Marcus Scholz

4. März 2020

Passiert es wieder? Ist der HSV in der Krise? Braucht der HSV in Zukunft einen begleitenden Mentaltrainer für seine Spieler? Im Moment wirft der HSV mehr unangenehme Fragen auf, als er positive Antworten zu geben im Stande ist. Im Ergebnis macht sich daher eine Art Depression unter den Anhängern breit. Ein Umstand, den Supporters-Chef Timo Horn zum Anlass nahm, einen ersten Appell an die HSV-Fans zu richten.

 

Hecking überrascht mit Moritz im A-Team

Das größte Problem: Nur Erfolge sind schlagende Argumente und helfen nachhaltig gegen die Krise. Und den nächsten Erfolg kann der HSV frühestens am Sonnabend im Heimspiel gegen Regensburg feiern, zu dem Horn aufruft. Bislang sind 39000 Tickets abgesetzt. Das wäre Stand jetzt Minuskulisse. Aber ich bin mir sicher, dass bis Sonnabend 13 Uhr die 40.000er-Marke geknackt wird. Ob der HSV dann im Anschluss auch abliefert - offen. Jahn Regensburg ist ein unangenehmer Gegner. Wobei: In der jetzigen Situation sind alle Gegner unangenehm, zumal man beim HSV schon mit sich selbst genug zu tun hat.
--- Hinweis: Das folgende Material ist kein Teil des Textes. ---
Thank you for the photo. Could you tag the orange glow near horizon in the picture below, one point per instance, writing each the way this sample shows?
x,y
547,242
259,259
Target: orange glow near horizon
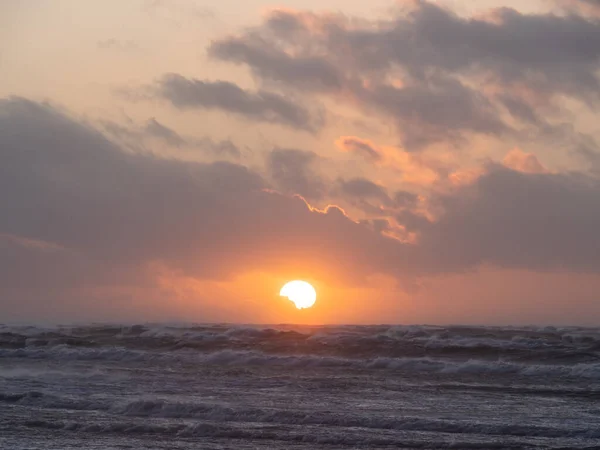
x,y
300,292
Das hatte auch Adrian Fein zuletzt deutlich angesprochen. Er und seine Kollegen müssten am Sonnabend die Phasen meistern, an denen man zuletzt gescheitert ist. Rückschläge wie die 0:1-Rückstände gegen St. Pauli und Aue dürften nicht mehr dazu führen, „dass wir unsere eigene Linie verlieren“, so Fein deutlich. Er selbst werde versuchen, in diesen Phasen voranzugehen. Und er hofft auf viele Mitstreiter.

Welche anderen zehn HSV-Profis es am Sonnabend zunächst sein werden, ist in Teilen noch offen. Tierhüter und Viererkette sind gesetzt bzw. stellen sich ob der Ausfälle des verletzten Ewerton und des gesperrten Gideon Jung von selbst auf. Ansonsten wird es erneut Veränderungen geben. Heute im Training ließ Trainer Dieter Hecking im variablen 4-3-3-System mit Schaub, Fein und Moritz sowie Jatta, Hunt und Hinterseer davor trainieren. Offensiv rückte Hunt dabei in die Dreiersturmreihe, defensiv in ein Vierer-Mittelfeld.
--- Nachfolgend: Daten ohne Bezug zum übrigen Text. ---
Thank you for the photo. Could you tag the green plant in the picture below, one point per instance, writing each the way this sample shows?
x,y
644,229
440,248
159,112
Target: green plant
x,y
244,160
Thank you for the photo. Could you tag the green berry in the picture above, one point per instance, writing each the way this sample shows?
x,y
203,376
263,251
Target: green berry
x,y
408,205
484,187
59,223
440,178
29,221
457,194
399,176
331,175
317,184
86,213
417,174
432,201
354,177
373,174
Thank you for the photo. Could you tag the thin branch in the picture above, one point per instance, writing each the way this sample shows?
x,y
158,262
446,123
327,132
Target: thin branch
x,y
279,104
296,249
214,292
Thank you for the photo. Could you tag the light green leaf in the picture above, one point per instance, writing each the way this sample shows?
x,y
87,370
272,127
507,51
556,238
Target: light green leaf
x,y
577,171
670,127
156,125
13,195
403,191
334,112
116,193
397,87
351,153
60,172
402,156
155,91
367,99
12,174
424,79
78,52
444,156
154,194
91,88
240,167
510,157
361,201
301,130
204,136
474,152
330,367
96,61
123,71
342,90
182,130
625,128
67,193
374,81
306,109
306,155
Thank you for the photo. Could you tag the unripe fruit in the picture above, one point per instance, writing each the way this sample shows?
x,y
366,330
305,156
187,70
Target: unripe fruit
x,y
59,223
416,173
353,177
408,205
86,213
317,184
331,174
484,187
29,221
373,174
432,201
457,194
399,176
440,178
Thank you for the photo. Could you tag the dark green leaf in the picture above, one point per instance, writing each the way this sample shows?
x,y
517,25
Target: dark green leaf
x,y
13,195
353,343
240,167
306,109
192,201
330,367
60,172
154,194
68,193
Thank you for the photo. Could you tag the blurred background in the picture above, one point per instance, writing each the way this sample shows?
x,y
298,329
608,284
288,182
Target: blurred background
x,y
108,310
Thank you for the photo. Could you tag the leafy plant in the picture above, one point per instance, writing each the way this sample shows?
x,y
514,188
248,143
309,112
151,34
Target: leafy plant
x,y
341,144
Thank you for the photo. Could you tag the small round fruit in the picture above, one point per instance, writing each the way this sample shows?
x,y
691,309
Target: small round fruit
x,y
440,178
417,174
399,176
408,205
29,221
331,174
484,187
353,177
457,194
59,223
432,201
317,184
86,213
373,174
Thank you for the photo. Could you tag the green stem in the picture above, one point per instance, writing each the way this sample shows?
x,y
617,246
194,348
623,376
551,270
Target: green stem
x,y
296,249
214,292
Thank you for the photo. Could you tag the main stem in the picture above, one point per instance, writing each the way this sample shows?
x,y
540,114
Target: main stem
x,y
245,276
Gleiches System, neue Taktik?

Interessanter als das war allerdings, dass Hecking die letzten zwei Trainingswochen offenbar genau hingesehen hat. Denn in vielen Einheiten war der ausdauerndste HSVer im Kader, Christoph Moritz, einer der auffälligsten - in keiner wirklich schwach. Und auch heute demonstrierte Moritz, dass er eine gute Alternative für das HSV-Mittelfeld darstellt. Ausgestattet mit einer gesunden defensiven Orientierung sowie mit den technischen Fähigkeiten eines Aufbauspielers, stellt er eine sehr gute Alternative zum Duo Schaub/Hunt dar, das zuletzt nicht überzeugte.

Ob Hecking sein System gegen Regensburg umstellen wird, wurde ich heute auch im Community-Talk gefragt. Und die Antwort darauf ist: jein. Denn der HSV-Trainer weiß um die Problematik seiner Mannschaft und wird weniger das System als die taktische Ausrichtung seiner Mannschaft verändern. Soll heißen: Jatta und Hinterseer spielten heute fast ausschließlich offensiv, was den HSV-Abwehrspielern immer wieder die Möglichkeit eröffnete, mit einem langen Befreiungsschlag auf Jatta einen gefährlichen Konter einzuleiten. Zumindest aber scheint Hecking das Problem der letzten Wochen auch in der defensiven Grundordnung zu sehen.

 

Meiner Meinung nach ist das auch der richtige Ansatz. Denn jedes Spiel zu Null ist per se schon mal nicht verloren. Allein das gibt der Mannschaft ein gutes, sicheres Gefühl und lässt sie mutiger agieren. Zumal jedesmal ein eigener Treffer schon reichen würde, um diese Parteien zu gewinnen. Und dafür hat der HSV gleich einige Akteure, die dazu  immer in der Lage sind. In der Startelf - und mit Kittel, Pohjanpalo, Harnik (wenn Hecking ihn als Neuner bringt), dem schussstarken Narey und dem zuletzt in den Trainingseinheiten immer wieder starken Jairo Samperio sogar auf der Bank.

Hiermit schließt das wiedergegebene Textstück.